Clinical Outcome Measure at Stryker Spine

Purpose

This is a multicenter, prospective, retrospective, Post Market Clinical Follow-up (PMCF) study in subjects who have undergone or will undergo surgery utilizing one or more Stryker devices according to Stryker cleared Instructions for Use (IFU).

Conditions

  • Degenerative Disc Disease
  • Degenerative Scoliosis

Eligibility

Eligible Ages
Over 18 Years
Eligible Sex
All
Accepts Healthy Volunteers
No

Inclusion Criteria

• To be eligible to participate in the study, the potential subject must meet all inclusion criteria specific to the Stryker system being evaluated, please contact one of the participating investigators or see the device-specific cleared IFU, for further details.

Exclusion Criteria

• The exclusion criteria are based on the contraindications as presented in the Stryker device cleared IFUs, please contact one of the participating investigators or see the device-specific cleared IFU, for further details.

Study Design

Phase
Study Type
Observational
Observational Model
Cohort
Time Perspective
Other

Arm Groups

ArmDescriptionAssigned Intervention
S-S-102-A: Cervical Sub-Protocol The study population includes subjects who are surgically treated with a Stryker device for a cervical condition per the specific device cleared IFUs and Surgical Technique Guides (STGs), by a participating investigator and are willing to complete patient-reported questionnaires at the study-specific time points.
  • Device: Spinal Fusion
    Cervical Spinal Fusion
S-S-102-B: Thoracolumbar Sub-Protocol The study population includes subjects who are surgically treated with a Stryker device for a thoracic/lumbar condition per the specific device cleared IFUs and STGs, by a participating investigator and are willing to complete patient-reported questionnaires at the study-specific time points.
  • Device: Spinal Fusion
    Thoracic / Lumbar Spinal Fusion
S-S-102-C: Adult Spinal Deformities The study population includes subjects who are surgically treated with a Stryker device for a spinal deformity condition per the specific device cleared IFUs and STGs, by a participating investigator and are willing to complete patient-reported questionnaires at the study-specific time points.
  • Device: Spinal Deformities Correction
    Spinal Deformities Correction

Recruiting Locations

Vanderbilt University Medical Center
Nashville, Tennessee 37232
Contact:
Richard Call
richard.call@vumc.org

More Details

Status
Recruiting
Sponsor
VB Spine, LLC

Study Contact

Mary Majer
866-526-4171
mary.majer@vbspineco.com

Detailed Description

Stryker Spine has a broad portfolio of spinal devices used to stabilize the spine. This PMCF study is designed to collect data on the performance and safety of the devices over their lifetime of 24 months post-implantation.

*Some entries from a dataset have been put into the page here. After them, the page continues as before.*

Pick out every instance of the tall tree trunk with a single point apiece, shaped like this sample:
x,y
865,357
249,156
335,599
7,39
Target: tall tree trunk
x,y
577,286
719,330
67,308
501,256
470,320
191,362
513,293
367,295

Four protocols have been designed to aid in this process, a master and three sub-protocols. The sub-protocols are based on body region and indication: - S-S-102-A Cervical: Interbody Devices (IBDs), Vertebral Body Replacement Devices (VBRs), Internal Fixation Devices, and Vitoss - S-S-102-B Thoracolumbar: IBDs, VBRs, Internal Fixation Devices, and Vitoss - S-S-102-C Adult Spinal Deformities: IBDs, Internal Fixation Devices, and Vitoss Each of the sub-protocols has its own specific performance endpoint and hypothesis, radiographical data assessments, and SAPs. Safety data will be collected throughout the study.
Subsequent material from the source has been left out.